When not in bloom the two Desmodorchus species are all but impossible to distinguish. If they happen to be in flower their unpleasant, carrion-like smell may be the first indication of their presence. The odour is not overly strong, but if you end up being downwind you are sure to notice.

Desmodorchus belongs to the subfamily Asclepiadoideae. This family’s flowers are some of the most elaborate and complex in the flowering kingdom, and to that extent, comparable only to orchids. Looking more closely at the ends of D. arabica and D. flava’s petals you may notice feather-like projections. They are not visible on all flowers, so may be associated to a developmental stage of the plant. These projections wave in the wind, and I had first assumed they were glandular and associated with scent dispersal. However, discussions with Professor Diego Demarco, of the Laboratory of Plant Anatomy, University of Sao Paulo, Brazil suggests their function is unknown at present (So, any suggestions to their purpose, please add them to the comments section of this blog).

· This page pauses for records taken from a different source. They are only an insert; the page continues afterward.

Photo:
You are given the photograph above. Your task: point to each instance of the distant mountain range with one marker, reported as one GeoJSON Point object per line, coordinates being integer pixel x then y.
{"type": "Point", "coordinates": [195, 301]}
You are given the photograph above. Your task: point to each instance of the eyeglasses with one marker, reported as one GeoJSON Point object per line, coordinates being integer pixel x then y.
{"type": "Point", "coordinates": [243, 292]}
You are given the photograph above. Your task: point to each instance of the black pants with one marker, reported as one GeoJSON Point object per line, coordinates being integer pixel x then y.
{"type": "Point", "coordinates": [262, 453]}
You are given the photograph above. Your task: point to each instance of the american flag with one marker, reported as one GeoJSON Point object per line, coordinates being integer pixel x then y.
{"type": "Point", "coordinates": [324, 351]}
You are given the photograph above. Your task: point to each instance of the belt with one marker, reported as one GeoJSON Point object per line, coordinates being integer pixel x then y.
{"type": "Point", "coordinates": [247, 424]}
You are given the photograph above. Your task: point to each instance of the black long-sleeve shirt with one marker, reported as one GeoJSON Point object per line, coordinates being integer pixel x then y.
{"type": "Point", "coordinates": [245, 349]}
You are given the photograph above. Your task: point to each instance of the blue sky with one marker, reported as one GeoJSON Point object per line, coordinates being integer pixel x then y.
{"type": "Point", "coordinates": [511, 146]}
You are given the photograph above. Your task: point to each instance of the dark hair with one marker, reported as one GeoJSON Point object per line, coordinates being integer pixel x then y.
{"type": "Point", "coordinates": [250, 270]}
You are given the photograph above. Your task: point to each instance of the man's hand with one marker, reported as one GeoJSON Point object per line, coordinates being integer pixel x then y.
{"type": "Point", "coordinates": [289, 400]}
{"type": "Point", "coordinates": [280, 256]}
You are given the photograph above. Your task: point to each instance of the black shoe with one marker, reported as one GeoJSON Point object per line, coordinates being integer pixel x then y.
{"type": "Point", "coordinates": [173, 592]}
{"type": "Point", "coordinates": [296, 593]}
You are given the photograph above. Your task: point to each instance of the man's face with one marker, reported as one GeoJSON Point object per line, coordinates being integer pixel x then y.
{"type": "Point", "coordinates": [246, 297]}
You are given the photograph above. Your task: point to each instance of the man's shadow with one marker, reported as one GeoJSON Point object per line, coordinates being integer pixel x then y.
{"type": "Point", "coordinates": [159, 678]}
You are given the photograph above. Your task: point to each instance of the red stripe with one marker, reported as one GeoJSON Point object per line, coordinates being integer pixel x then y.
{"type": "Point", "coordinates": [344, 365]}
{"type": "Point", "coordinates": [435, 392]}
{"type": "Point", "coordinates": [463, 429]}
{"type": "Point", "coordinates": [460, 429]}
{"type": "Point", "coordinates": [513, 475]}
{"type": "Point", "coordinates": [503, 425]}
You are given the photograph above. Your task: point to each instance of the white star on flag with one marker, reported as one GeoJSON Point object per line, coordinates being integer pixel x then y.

If you are fortunate to find a mountain wadi that safely delivers you to around 1000 meters then you may notice another member of the subfamily, Glossonema varians. Apparently, they occur at lower altitudes, but I have only been fortunate to encounter them higher up. G. varians is unlike Desmodorchus, G. varians is not succulent but has branching annual stems from the base with broad, wavy-edged, almost triangular leaves with grey hairs. It is particularly attractive and has ellipsoid fruits with spines that harden when dry.

The mountains of the UAE are full of surprises with many other notable species. This makes a visit to the mountains an extremely rewarding experience for anybody interested in nature.

This account was written from numerous expeditions into the mountains of the UAE during my time as Senior Executive Officer of Sharjah Botanic Garden for His Highness Sultan bin Muhammad Al Qasimi, the Ruler of Sharjah.